Fit many regressions simultaneously

I’m doing a simulated data study in which I am seeking to explore whether my regression model is able to represent a (known) data-generating model with limited data. I first generate fake data, then fit the fake data using HMC (NUTS).

For the sake of simplicity, let’s assume that the true model is y ~ normal(mu + beta*X, sigma) and that I’m fitting this (known) model with PyMC3 – the real model is a little more complicated but that’s not relevant here.

First I generate fake data:

import numpy as np
import pymc3 as pm
J = 100
N = 50
X = np.arange(0, N)
mu_true = 1
beta_true = 0.1
sigma_true = 2
y_obs = np.ones(shape=(N,J))
for j in np.arange(J):
    y_obs[:,j] = mu_true beta_true * X + np.random.normal(sigma_true, N)

Next I’d like to fit this data.
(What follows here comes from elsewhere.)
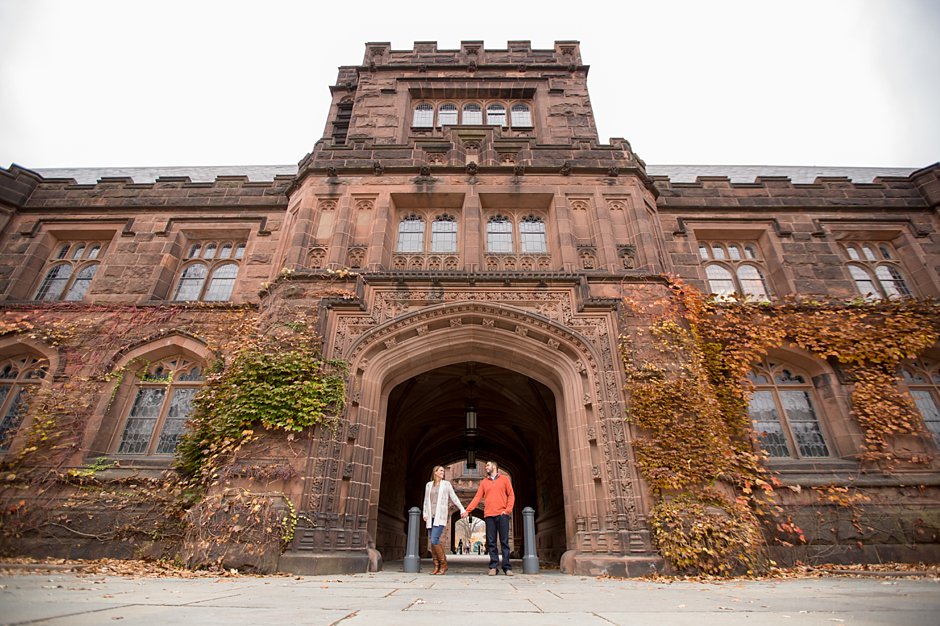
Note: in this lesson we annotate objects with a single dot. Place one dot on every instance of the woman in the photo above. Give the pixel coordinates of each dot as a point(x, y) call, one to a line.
point(438, 494)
It’s relatively straightforward to build for loop in which each simulation’s parameters are recovered with something such as:

with pm.Model() as basic_model:
    # PRIORS
    mu = pm.Normal('mu', 10, 10)
    beta = pm.Normal(beta', 0, 0.5)
    sigma = pm.HalfNormal('sigma', 1)
    mu = mu + beta * X
    y = pm.Normal('y' mu=mu, sd=std, observed=y_obs[:,j])

However, looping through this model is pretty slow because the for loop is in python, and so data has to be sent from python to C (I’m not a developer – this is a very heurestic understanding) J times and NUTS has to be initialized J times as well.

The hierarchical GLM tutorial on the docs website demonstrates an approach for working with data from many categories in an unpooled setting by defining an index and then looping through each row of a data frame (or similar structure) – that looks like this (I’ve used analagous approaches in stan):

radon_est = a[county_idx] + b[county_idx]*data.floor.values

However, this is also pretty slow – mainly because the matrix structure of the data (all my y are the same dimension) is neglected. Is there a way to fit this? In stan I would declare y as a matrix (or vector of vectors possibly) and then loop through each variable

for (j in 1:J)
    y[,j] ~ normal(mu[j] + beta[j]*X, sigma[j]);

Is there a way to do something analogous in PyMC3? This would be a huge speedup for my code.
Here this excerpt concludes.